Mrs. Burt was standing in her yard, her body squeezed between the walker's chrome rails. She had the hose out and, when she saw us, she started waving it in the air so the water sprayed all around her, catching the light.

“You-hoo! Fellas!”

And then we saw it — a rainbow, shimmering above her.

“You still got my plate!” she called.

And Artie pulled away from me and went running to her, full tilt.

“WHERE DO YOU
think she's got to?” Mrs. Burt asked.

“I don't know,” I said.

“Has she ever done something like this before?”

I didn't answer.

“I see,” said Mrs. Burt.

We were sitting at her kitchen table, Artie drawing a picture of Mrs. Burt. I knew it was her because he'd drawn the walker, making it look like a ladder. In her hand was the hose with a rainbow shooting out of it.

After a big gulp of tea, Mrs. Burt patted her knitted cap and said, “I hate to tell you this, Curtis, but if she's done it before, she'll do it again.”

“She won't,” I said.

“People never change.”

“They do,” I said.

“I change,” Artie said. “I change when my clothes are dirty. I wash them in the tub!”

“I've got a washing machine,” Mrs. Burt offered. Then she asked, “Don't you have relatives?”

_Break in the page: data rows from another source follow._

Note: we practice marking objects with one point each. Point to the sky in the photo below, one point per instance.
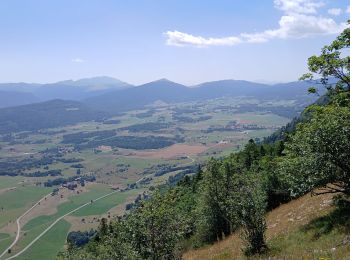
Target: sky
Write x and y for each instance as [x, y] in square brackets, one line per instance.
[187, 41]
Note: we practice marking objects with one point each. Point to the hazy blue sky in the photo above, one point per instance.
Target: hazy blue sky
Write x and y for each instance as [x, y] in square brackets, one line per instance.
[187, 41]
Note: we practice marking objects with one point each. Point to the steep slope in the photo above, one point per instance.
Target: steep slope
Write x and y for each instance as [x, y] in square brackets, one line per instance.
[48, 114]
[308, 227]
[138, 97]
[14, 98]
[167, 91]
[79, 89]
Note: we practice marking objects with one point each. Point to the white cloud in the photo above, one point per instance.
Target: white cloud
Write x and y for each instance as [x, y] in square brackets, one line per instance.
[176, 38]
[335, 11]
[300, 20]
[298, 6]
[78, 60]
[348, 10]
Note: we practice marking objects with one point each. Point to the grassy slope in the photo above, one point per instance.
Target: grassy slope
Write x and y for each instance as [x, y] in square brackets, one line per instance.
[306, 228]
[50, 244]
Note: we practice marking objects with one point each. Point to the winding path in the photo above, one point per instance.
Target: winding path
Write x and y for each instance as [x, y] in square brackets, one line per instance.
[47, 229]
[57, 220]
[19, 225]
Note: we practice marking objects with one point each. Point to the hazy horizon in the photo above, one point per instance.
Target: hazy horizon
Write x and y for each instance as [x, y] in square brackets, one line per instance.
[186, 42]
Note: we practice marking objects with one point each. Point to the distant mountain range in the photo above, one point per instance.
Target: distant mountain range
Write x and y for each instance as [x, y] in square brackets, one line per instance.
[48, 114]
[70, 102]
[27, 93]
[171, 92]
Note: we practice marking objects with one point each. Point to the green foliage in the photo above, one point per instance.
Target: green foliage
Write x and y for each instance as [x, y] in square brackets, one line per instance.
[318, 152]
[332, 64]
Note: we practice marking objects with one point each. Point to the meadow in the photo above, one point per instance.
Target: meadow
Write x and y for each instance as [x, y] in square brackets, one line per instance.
[196, 131]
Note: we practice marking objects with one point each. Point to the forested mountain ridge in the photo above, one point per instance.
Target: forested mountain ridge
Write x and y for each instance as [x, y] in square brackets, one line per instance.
[234, 194]
[171, 92]
[47, 114]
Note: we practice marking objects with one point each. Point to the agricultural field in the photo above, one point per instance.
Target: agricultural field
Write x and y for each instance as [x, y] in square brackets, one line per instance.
[121, 158]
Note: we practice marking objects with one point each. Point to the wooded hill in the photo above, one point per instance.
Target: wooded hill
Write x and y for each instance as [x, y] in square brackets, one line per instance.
[235, 193]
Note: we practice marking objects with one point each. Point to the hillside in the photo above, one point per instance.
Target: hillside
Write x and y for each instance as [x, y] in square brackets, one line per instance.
[307, 227]
[79, 89]
[15, 94]
[48, 114]
[171, 92]
[15, 98]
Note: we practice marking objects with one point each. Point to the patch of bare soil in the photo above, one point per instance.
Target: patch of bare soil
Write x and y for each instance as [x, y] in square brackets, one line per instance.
[175, 150]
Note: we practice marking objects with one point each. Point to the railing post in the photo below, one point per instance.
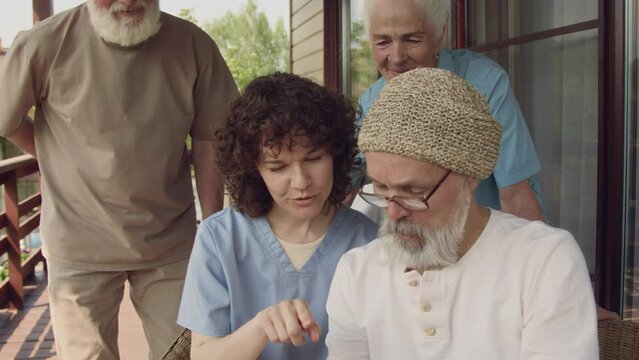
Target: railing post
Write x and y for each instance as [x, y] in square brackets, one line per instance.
[11, 202]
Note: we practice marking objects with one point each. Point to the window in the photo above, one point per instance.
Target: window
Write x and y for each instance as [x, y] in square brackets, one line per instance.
[631, 259]
[358, 68]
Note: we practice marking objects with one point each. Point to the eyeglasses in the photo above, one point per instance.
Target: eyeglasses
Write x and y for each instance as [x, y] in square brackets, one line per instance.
[407, 202]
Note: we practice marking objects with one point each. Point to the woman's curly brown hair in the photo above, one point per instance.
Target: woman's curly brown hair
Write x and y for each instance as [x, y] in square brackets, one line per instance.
[270, 108]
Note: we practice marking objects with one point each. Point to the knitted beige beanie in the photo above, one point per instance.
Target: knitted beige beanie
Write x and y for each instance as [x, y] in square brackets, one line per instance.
[433, 115]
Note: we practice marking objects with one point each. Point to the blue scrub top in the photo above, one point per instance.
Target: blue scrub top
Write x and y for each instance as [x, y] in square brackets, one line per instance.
[517, 159]
[238, 267]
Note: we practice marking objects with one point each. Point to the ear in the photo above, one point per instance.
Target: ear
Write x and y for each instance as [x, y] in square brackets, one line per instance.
[445, 40]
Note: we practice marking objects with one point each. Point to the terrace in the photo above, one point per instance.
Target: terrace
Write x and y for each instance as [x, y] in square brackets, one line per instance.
[25, 323]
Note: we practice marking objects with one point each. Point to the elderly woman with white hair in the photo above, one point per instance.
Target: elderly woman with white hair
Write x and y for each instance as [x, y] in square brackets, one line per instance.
[408, 34]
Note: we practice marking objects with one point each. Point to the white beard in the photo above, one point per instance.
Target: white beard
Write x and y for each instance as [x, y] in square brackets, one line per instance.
[435, 248]
[123, 32]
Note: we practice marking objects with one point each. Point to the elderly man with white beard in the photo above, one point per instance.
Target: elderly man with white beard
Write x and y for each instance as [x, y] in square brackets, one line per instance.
[117, 87]
[448, 279]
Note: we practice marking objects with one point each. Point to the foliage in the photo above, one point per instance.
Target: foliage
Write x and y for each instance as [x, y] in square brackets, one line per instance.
[250, 46]
[363, 68]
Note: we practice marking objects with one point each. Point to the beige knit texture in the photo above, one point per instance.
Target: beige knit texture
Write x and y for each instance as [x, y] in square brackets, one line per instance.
[433, 115]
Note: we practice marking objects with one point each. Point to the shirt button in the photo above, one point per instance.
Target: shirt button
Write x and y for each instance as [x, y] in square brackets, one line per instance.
[430, 332]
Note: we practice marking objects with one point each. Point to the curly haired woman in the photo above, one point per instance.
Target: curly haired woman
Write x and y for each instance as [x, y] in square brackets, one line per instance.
[260, 270]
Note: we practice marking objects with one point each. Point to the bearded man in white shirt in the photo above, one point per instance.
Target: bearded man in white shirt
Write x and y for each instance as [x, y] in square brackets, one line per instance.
[448, 279]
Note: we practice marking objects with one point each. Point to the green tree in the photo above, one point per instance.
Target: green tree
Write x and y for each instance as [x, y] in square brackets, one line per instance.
[363, 68]
[250, 46]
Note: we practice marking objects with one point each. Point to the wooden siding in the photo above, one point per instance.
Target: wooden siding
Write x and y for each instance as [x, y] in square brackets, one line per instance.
[307, 39]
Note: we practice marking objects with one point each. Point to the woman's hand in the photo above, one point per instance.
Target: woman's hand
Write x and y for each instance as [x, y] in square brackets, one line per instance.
[287, 321]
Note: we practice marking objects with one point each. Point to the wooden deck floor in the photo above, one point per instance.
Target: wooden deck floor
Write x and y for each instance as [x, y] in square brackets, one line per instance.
[28, 334]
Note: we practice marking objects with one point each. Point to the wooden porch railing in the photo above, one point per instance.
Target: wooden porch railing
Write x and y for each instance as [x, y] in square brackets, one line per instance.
[12, 288]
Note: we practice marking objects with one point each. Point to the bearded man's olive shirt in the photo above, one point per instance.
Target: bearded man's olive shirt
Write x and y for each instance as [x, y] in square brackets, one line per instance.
[110, 130]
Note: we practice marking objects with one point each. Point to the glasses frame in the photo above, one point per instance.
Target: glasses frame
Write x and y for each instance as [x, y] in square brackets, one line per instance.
[400, 199]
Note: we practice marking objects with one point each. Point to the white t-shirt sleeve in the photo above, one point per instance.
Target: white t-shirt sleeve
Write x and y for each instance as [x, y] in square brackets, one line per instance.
[559, 312]
[345, 339]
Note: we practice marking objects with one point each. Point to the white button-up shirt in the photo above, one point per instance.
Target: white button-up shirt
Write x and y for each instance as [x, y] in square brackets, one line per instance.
[521, 292]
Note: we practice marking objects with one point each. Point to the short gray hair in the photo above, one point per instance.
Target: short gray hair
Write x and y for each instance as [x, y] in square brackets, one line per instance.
[435, 12]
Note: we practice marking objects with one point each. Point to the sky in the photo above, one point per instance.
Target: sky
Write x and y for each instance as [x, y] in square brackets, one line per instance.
[15, 15]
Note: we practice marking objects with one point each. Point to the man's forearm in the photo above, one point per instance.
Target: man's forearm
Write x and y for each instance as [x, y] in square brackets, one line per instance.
[24, 137]
[520, 200]
[209, 183]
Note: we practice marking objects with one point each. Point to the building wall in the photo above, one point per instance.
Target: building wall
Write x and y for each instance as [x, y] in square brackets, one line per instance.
[307, 39]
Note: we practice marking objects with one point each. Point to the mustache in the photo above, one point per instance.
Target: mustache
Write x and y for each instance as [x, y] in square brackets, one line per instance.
[119, 7]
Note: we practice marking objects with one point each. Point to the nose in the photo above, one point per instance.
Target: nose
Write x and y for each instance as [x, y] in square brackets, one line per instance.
[300, 179]
[396, 212]
[397, 53]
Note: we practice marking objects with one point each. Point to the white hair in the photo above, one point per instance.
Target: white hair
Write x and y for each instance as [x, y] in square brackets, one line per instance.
[432, 248]
[434, 12]
[122, 32]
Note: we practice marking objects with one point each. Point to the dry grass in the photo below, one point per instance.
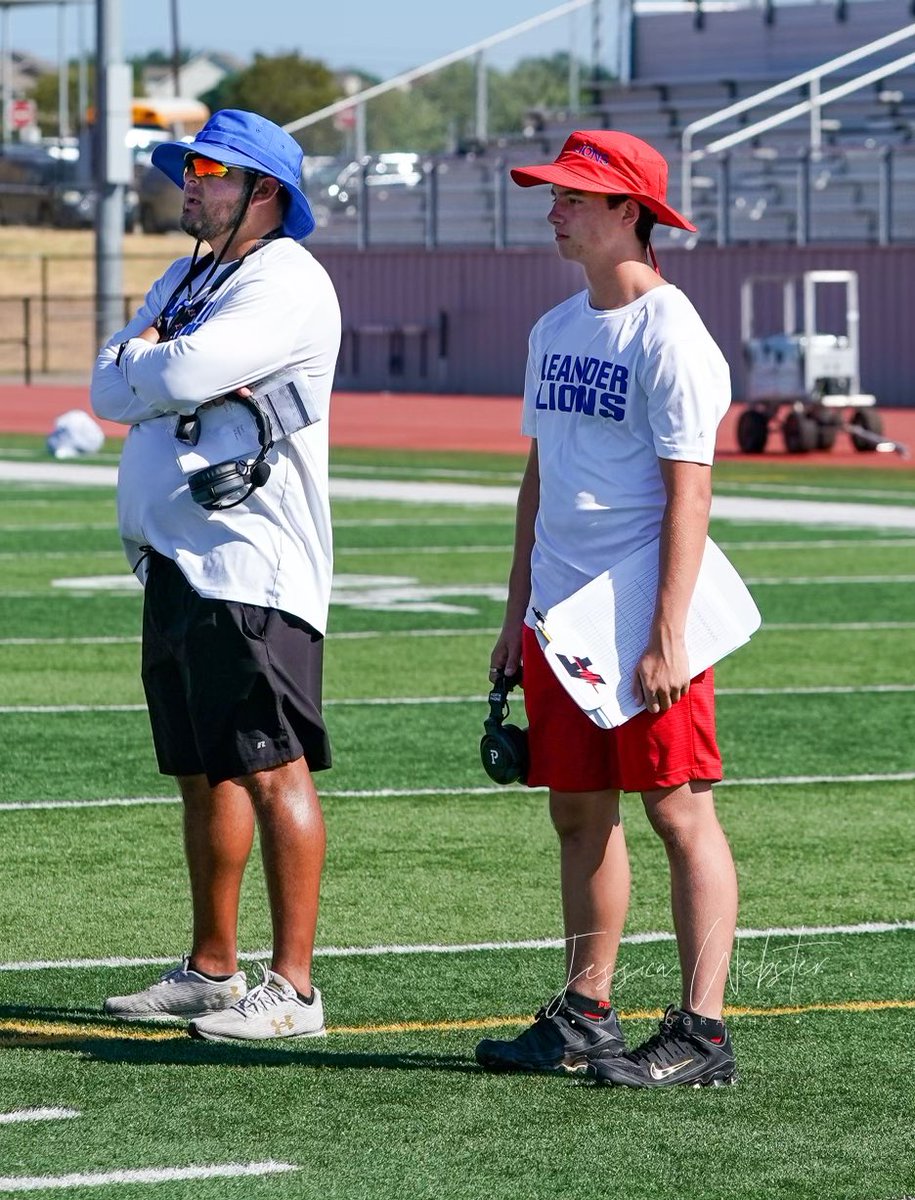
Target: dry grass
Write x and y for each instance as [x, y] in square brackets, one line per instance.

I told her my grandma died when my mom was in grade nine. All we really needed was to figure out the bills and the rent. I asked Mrs. Burt if she could help with that and she sent me home to get the stuff.

In the apartment I collected everything I could find, including the government check.

While I was there the phone rang. I froze, staring at it. If I answered, it would be Nelson, the landlord, demanding the rent. If I didn't, it would be Mom. Mom calling to say where she was and what had happened and when she was coming back.

“Hello?” I said.

“Bring over some crayons or something so he can color his picture,” Mrs. Burt said.